Originally published on the Google Cloud Community blog at https://medium.com/google-cloud/vpc-native-clusters-on-google-kubernetes-engine-b7c022c07510
If you’re a GKE user and you’ve created a cluster within the last six months or so you might have noticed a new option:
You may also have caught the press release announcing this feature back in May, or the announcement last October of container-native load balancing for GKE pods, a related thing. VPC-native, container-native, alias IP: these all seem like fairly intimidating terms, and since this networking architecture is set to become the default for new clusters “soon” I thought it would be useful to relate what we’ve learned about it, based on creating and running both types of clusters in production and comparing the way they work.

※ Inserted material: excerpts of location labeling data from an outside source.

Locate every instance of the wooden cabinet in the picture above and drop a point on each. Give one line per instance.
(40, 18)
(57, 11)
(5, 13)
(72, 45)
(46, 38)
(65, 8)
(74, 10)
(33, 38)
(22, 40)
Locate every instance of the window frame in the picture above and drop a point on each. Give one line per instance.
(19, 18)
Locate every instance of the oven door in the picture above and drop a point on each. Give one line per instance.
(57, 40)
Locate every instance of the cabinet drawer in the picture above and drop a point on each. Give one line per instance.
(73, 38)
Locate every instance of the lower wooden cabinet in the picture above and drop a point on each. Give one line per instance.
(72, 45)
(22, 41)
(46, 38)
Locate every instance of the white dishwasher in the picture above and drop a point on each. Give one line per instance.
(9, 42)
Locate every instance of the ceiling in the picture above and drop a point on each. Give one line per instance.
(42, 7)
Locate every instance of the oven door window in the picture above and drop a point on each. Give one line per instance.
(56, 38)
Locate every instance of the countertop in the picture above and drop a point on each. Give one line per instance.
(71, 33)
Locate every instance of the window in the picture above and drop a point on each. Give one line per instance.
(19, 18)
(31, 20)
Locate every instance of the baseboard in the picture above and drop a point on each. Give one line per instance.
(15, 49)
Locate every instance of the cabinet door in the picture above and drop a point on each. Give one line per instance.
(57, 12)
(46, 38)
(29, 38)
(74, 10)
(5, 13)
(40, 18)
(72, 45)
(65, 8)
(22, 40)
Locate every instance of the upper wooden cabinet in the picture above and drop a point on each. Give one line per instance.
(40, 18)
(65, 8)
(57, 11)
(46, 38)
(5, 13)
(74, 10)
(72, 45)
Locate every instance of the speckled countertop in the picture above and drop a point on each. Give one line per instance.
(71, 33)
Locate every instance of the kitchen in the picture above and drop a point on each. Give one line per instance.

First, the anxiety-mitigation portion of the post: running a cluster as VPC-native changes almost nothing inside the cluster itself. Nothing about the way your workloads are deployed, discovered or connected to by other workloads inside the cluster is affected. In fact if you compare two clusters, one using VPC-native and the other using the legacy approach, now inexplicably called “advanced routing,” you’ll find they’re pretty much identical from the inside down to the command line arguments passed to the kubelet, kube-dns and kube-proxy on startup. So you’re not going to break anything switching your workloads to a VPC-native cluster, unless you’re doing something stranger than I can currently imagine as I write this.
So what does it change? It alters the way routes are established to handle pod traffic between nodes. A little background: if you’re familiar with kubernetes networking or perhaps a reader of my post on the topic from last year, then you know that the default network assigned to pods in a cluster is a /14 that is divided into one /24 per node. In order for a pod in one /24 to communicate with a pod in another routes need to be set up at the project level. If you’re running a cluster with the old routing setup then what you’ll see when you look at the routes in the project containing your cluster is something like this:
In Google Cloud parlance these are called “custom routes,” and specifically they are “dynamic custom routes” because they are established and maintained by the control plane as the cluster is changed to add or remove nodes. Each node has a /24 assigned for its pods, and each /24 gets a route created for it so traffic will flow to the right instances. The key points are 1) that the pod network in this case has no relation to any subnet in the VPC and only the addition of these custom routes allows pod traffic to flow; and 2) these custom routes count against route quota for the project.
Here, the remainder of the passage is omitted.